South Fayette schools looking at a ‘difficult year’Published Jan 23, 2014 at 10:35 am (Updated Jan 23, 2014 at 10:35 am)
At the beginning of the first South Fayette School Board meeting of 2014, President Leonard Fornella stressed that this year will be a difficult one for the district.
“We have many special issues this year,” Fornella said at the Jan. 21 meeting. The matters include the 2014-15 budget, negotiations with the district’s non-professional employees and the hiring of a new athletic director.
“We critically have to address the high school expansion,” Fornella added. The district has been working with demographer Dr. Shelby Stewman regarding projections for growth in the district. Stewman will be on hand to discuss his findings at a special meeting to be held at 7 p.m. Feb. 6 in the Pride Room above the high school stadium.
“It’s a year that will require a lot of time, effort and hard work,” he said.
The district has started out the year by saving a net of $1.7 million by refinancing Series A and B of its 2004 bonds. The board voted unanimously to refinance the bonds.
In a competitive internet auction held Jan. 21, Janney Montgomery Scott, LLC was the low bidder at an interest rate of 2.6 percent, which included insurance on the bonds. The district’s previous interest rate was between 3.5 and 4.35 percent. Jamie Doyle of Public Financial Management presented the findings to the board via phone at the meeting.
She said the bonds have a five-year call feature and will come up again for refinancing in March 2022.
“We are not extending the debt, just replacing it with today’s low interest rates,” Doyle said.
Doyle said the district will see a savings of $272,000 in the current fiscal year and a $944,000 savings in fiscal year 2015, or an eight percent savings overall. In total, refinancing the Series B bonds will save the district about $486,000, or 9.25 percent.
Several principals presented preliminary budgets to the board at the Jan. 21 meeting. The board must vote on a preliminary budget by its Feb. 18 meeting.
District director of finance Brian Tony said at the meeting that he has recently received a disc from the county with the new assessment and appeals data. He said so far, it looks like the new assessment data would give the district a $900,000 increase in revenue and another approximately $600,000 if the board decides to go to the index. However, he said he has no firm numbers as of yet.
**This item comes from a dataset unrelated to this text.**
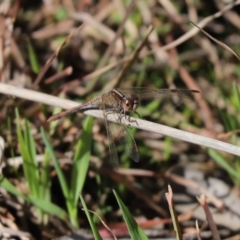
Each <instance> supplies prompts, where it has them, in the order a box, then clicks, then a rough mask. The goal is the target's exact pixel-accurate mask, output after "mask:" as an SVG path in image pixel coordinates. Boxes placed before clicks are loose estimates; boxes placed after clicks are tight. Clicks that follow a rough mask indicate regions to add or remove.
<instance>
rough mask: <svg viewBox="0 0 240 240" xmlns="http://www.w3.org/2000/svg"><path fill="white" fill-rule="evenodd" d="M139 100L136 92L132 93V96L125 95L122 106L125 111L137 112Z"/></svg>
mask: <svg viewBox="0 0 240 240" xmlns="http://www.w3.org/2000/svg"><path fill="white" fill-rule="evenodd" d="M138 105H139V101H138V97H137V96H136V95H135V94H131V97H124V98H123V102H122V108H123V110H124V112H135V111H136V109H137V108H138Z"/></svg>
Primary dchool principal Laurie Gray presented the kindergarten through second grade budget. She said she is anticipating about 217 kindergarten students next year. As of the meeting, she said there are 123 students registered for kindergarten next year. Gray is not requesting any additional staffers in her budget.
The increases in the primary school budget include $2,000 for supplies and materials in all grades because of the school’s new “make shop” classroom. Gray likened the make shop to the primary school’s version of a STEAM (science, technology, engineering, arts and math) room. Gray is also asking for an additional $1,800 for fine arts supplies and a new AED machine as well as increases in the guidance budget and furniture.
Intermediate School Principal Greg Wensell is requesting an additional teacher and reading specialist as well as increasing the strings teacher to 75 percent instead of 50 percent.
Wensell is requesting $24,000 in each grade level for a new math program as well as instruments for the strings program, and new furniture for the library to convert it into more of a classroom setting.
Wensell is also applying for a grant for an artist in residence and is requesting about $5,000 in matching money for that.
Middle school principal Dave Deramo is requesting one new teacher for sixth grade and $5,900 in fine arts supplies, which includes items like sheet music, chimes and guitars. The middle school is also in need of new Spanish, German and French textbooks at a cost of $63,000. Dermao said a new AED machine is needed in the middle school at a cost of $1,476.
The high school administration is set to present its budget at the Jan. 28 board meeting.